例えば、イルカやシャチは哺乳類なのにサメなどの魚類のような姿をしています。
昆虫のオケラの手は、哺乳類のモグラの手とそっくり。
フクロネズミ、フクロモモンガ、フクロアリクイ、フクロオオカミ……などは有袋類というグループですが、名前から「フクロ」を取った生物と似ています。
動物だけではなく植物にもあります。
身近なところで言うと「コーヒー」と「お茶」と「カカオ」。
これらは全く別の植物ですが、どれもカフェインが含まれていますね。
これらはカフェインを持つ植物から別れて進化したわけではなく、全く別の植物がそれぞれ生きていくために(葉を食べる虫や周囲の植物に対しての毒として)自分でカフェインという物質を生み出したというのです。
このように「全く別の動植物が、それぞれ進化した結果同じような体の構造や機能を持つ」ことはよくあります。

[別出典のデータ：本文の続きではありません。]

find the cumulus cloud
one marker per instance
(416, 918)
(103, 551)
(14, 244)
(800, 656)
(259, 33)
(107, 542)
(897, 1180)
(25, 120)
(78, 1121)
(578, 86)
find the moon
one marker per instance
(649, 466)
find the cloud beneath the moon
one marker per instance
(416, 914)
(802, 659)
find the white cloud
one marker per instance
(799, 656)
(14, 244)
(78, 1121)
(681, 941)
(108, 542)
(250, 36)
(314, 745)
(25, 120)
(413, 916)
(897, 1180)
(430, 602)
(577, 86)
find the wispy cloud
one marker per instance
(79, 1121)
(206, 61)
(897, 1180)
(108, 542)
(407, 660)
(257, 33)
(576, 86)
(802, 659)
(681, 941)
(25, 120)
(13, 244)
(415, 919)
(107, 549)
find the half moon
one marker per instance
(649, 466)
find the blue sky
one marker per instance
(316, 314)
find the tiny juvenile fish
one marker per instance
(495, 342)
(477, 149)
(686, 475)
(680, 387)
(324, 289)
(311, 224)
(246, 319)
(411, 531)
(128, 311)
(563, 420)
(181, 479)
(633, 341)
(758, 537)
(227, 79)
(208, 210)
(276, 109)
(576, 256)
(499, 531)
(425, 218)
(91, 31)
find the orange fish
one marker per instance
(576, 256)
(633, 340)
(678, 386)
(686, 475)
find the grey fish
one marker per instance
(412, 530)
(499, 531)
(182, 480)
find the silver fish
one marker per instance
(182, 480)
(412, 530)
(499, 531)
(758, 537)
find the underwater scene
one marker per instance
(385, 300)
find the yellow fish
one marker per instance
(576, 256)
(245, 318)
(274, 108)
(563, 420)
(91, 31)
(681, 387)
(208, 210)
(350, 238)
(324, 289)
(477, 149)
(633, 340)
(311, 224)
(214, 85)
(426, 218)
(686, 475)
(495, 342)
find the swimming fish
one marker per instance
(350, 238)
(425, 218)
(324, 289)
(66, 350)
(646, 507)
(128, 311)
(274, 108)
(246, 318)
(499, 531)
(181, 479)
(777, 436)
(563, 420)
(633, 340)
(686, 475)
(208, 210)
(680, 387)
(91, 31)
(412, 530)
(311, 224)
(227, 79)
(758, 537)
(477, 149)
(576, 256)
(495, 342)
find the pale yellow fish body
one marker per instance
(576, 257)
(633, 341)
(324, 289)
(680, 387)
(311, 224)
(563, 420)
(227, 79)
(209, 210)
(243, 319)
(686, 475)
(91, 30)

この現象を「収斂進化(しゅうれんしんか)」とか「収斂する」と言います。
スピノサウルスとオウラノサウルスも、あのような姿になることに何か共通の利点があったのでしょう。
恐竜には他にも多くの収斂が見られます。
例えばオウラノサウルスの歯は、ニジェールサウルスと同じデンタルバッテリーという構造をしてます。
足を見れば、肉食恐竜と同じように3本の指で歩いていますね。
このように共通点を探しながら恐竜を眺めるのも楽しいですよ。